L'histamine est une amine biogène issue de la décarboxylation de l'histidine, présente dans certains aliments et libérée par les mastocytes et basophiles. Le tableau décrit sous le nom d'intolérance à l'histamine correspondrait à un déséquilibre entre la charge apportée ou libérée et les capacités de dégradation, assurées par la diamine oxydase au pôle apical de l'entérocyte et par l'histamine-N-méthyltransférase en intracellulaire.
Les manifestations rapportées sont polymorphes : céphalées, flush, rhinorrhée, urticaire, ballonnements, diarrhée, tachycardie, hypotension. Les aliments concernés sont ceux riches en histamine par maturation, fermentation ou dégradation — fromages affinés, charcuteries, poissons mal conservés, vin, choucroute — auxquels s'ajoutent les aliments décrits comme libérateurs et l'alcool, inhibiteur de la DAO. Certains médicaments courants inhibent également cette enzyme.

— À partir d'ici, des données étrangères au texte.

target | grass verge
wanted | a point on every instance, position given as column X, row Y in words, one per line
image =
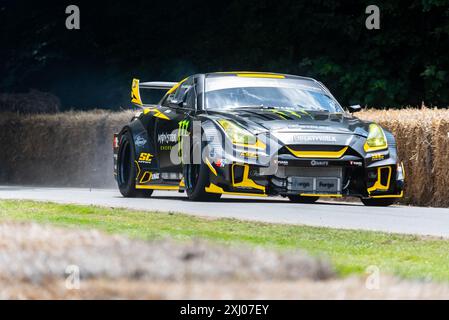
column 350, row 251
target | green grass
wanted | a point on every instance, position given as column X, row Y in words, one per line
column 350, row 251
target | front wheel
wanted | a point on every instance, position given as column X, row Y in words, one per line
column 196, row 179
column 126, row 169
column 383, row 202
column 301, row 199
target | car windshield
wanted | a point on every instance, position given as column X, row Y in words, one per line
column 244, row 92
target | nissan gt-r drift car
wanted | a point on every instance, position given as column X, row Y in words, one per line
column 255, row 134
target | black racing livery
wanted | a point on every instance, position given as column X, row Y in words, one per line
column 257, row 134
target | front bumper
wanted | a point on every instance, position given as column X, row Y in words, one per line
column 366, row 176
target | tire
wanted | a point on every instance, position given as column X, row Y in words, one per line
column 300, row 199
column 196, row 179
column 126, row 170
column 385, row 202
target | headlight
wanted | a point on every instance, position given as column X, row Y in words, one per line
column 376, row 139
column 240, row 136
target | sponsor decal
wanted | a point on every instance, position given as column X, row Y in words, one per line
column 140, row 141
column 327, row 185
column 281, row 162
column 167, row 138
column 155, row 176
column 305, row 185
column 220, row 163
column 145, row 158
column 321, row 138
column 315, row 163
column 248, row 154
column 377, row 157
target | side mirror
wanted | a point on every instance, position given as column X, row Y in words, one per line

Un cas particulier relève de la sécurité alimentaire : le scombrotoxisme, lié à la formation d'histamine dans des poissons mal réfrigérés, avec des limites réglementaires européennes de l'ordre de 100 à 200 mg/kg dans les produits de la pêche à risque.
Points de vigilance. Le dosage sérique de la DAO n'est pas un test diagnostique valide : il corrèle mal avec l'activité enzymatique intestinale, varie au cours de la journée et d'un sujet à l'autre, et ne doit pas être présenté comme une preuve. Aucun biomarqueur n'est validé et la réponse placebo est élevée dans les essais. La démarche raisonnable est une phase d'éviction limitée dans le temps, de l'ordre de quelques semaines, suivie d'une réintroduction progressive et documentée, afin d'établir un seuil de tolérance individuel plutôt qu'une exclusion définitive. Les diagnostics différentiels sont importants : allergie IgE-médiée, mastocytose et syndrome d'activation mastocytaire, effets médicamenteux, syndrome de l'intestin irritable. Toute suspicion de réaction allergique impose une orientation médicale immédiate.